What every web startup ought to know about public data sets ?

By manik February 26, 2009
  • Question 1 : Gimme a hot startup idea  ?

Answer : Amazon has released public data sets of 1 Terabyte(and growing) which can be integrated with AWS .

  • Question 2 : What the heck is public data sets ? And I am asking you to give me startup idea, not a company PR news

Answer :  In simple words, its a centralized repository of public domain, non proprietary scientific, demographic and medical data available in Linux and Windows Snapshots.

  • Question 3 : Yes, that was quite simple (arghhhh….)

Answer    : Okay , there are 4 categories of information you can find in these repositories

1. Biology      2. Chemistry      3. Economics      4. Encyclopaedic

Let me take an example of Encyclopaedic data.

Suppose you want to build a music mashup and you need albums data. In these data sets you will find DBpedia Knowledge Base with data of 57,000 music albums. DB Base has 2.6 million things readily accessible to you  And that is just encyclopaedic data. There is  human genome data (55 GB) , US census information , Economics , busines and industry summary data and labor statistics(inflation, employement, pay) and its going to grow with more organizations adding public data with time.
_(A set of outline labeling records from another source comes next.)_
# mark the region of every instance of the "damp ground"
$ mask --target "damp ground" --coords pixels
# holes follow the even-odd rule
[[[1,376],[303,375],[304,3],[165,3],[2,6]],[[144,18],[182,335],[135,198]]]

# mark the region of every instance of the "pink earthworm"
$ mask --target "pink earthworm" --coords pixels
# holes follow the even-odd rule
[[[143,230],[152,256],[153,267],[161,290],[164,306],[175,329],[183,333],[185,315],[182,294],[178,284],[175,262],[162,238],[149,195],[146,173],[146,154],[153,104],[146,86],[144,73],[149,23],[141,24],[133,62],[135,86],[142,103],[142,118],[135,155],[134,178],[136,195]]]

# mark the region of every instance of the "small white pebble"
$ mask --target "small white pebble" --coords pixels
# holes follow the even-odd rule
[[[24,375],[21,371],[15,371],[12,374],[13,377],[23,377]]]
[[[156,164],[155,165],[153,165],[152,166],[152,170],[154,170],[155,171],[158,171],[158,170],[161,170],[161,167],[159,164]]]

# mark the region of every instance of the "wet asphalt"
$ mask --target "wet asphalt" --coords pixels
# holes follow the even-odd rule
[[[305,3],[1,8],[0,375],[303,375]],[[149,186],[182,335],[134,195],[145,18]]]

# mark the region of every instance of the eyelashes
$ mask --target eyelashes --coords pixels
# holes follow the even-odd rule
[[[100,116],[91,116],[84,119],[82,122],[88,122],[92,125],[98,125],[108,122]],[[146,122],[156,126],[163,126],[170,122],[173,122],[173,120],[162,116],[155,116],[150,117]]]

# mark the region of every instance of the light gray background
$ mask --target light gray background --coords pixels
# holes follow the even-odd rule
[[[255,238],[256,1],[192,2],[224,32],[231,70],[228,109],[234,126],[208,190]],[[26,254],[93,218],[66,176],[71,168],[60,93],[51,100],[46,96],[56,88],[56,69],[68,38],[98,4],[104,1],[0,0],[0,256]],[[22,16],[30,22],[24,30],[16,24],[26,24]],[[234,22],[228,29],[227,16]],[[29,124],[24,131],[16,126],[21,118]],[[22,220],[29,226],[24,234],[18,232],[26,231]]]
  • Question 4 : Sounds Interesting, Can machines read this data ?

Answers : I think Yes,  for example, the entire English section of Wikipedia can be dumped into a machine readable format and in postgresql database. According to Read write web , “This is like a network of libraries for robots”

  • Question 5 : Man, this is awesome. I was thinking of Location aware+ Google maps+airlines mashup and you have given me the entire US Department of Transportation Aviation data. Just Imagine what it can do for research ,analytics and knoweldge process industries.

Answer : What is your next question ?

  • Question 6 : How to get started ?

Answer :  Read How it works ? section. If you are a developer, its a great opportunity to build something interesting. If you are a business, there should be some developers who can help you to integrate these massive libraries with your next small startup with big vision.